Best ANZ LitLovers Fiction Books of 2016
- Hill of Grace by Stephen Orr
- Salt Creek by Lucy Treloar
- One by Patrick Holland
- The Book of Fame by Lloyd Jones
- A Most Peculiar Act by Marie Munkara
- An Isolated Incident by Emily Maguire
- The Floating Garden by Emma Ashmere
- The World Repair Video Game by David Ireland
Best ANZ LitLovers Non Fiction Books of 2016 (You can see that books about journalism and politics mattered in a Federal Election year).
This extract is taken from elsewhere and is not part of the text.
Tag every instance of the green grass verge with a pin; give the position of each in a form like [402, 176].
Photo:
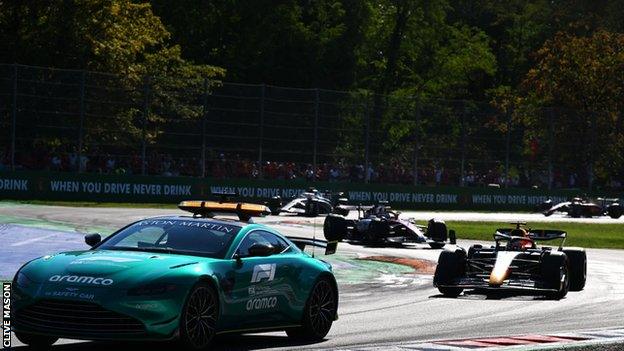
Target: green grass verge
[589, 235]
- Real Modern, Everyday New Zealand in the 1950s and 1960s, by Bronwyn Labrum
- Sister, Sister by Anna Blay
- Talking to My Country by Stan Grant
- Journey to Horseshoe Bend by T.G.H. Strehlow
- Journalism at the Crossroads by Margaret Simons
- The Art of Reading by Damon Young
- The Media and the Massacre by Sonya Voumard
- How to Vote Progressive in Australia, Labor or Green, by Dennis Altman
- Firing Line: Australia’s Path to War (Quarterly Essay #62) by James Brown
- Finding Eliza, Power and Colonial Storytelling by Larissa Behrendt
- Living with the Locals, Early Europeans Experience of Indigenous Life by John Maynard and Victoria Haskins
- The Australian Dream: Blood, History and Becoming (Quarterly Essay #64) by Stan Grant
The ANZ LitLovers Book of the Year is
Just nudging out The World Repair Video Game and Stan Grant’s books, the ANZ LitLovers Best Book of the Year is Emily Maguire’s An Isolated Incident. Next time you see the media interviewing locals after yet another woman has been murdered by someone who’s supposed to love her, and you hear the words I never thought that something like this could happen here [in my quiet safe community] just remember the ironic title of this book. Murder of women is not an isolated incident, it happens every day in Australia in a suburb or town near you. In this powerful novel, the cops know exactly who has murdered a local woman because they know her murder was inevitable because they know her violent husband. And still it happened.
If you haven’t read it, go get a copy!
Over to you
Your thoughts on my choices? What was your best book of the year?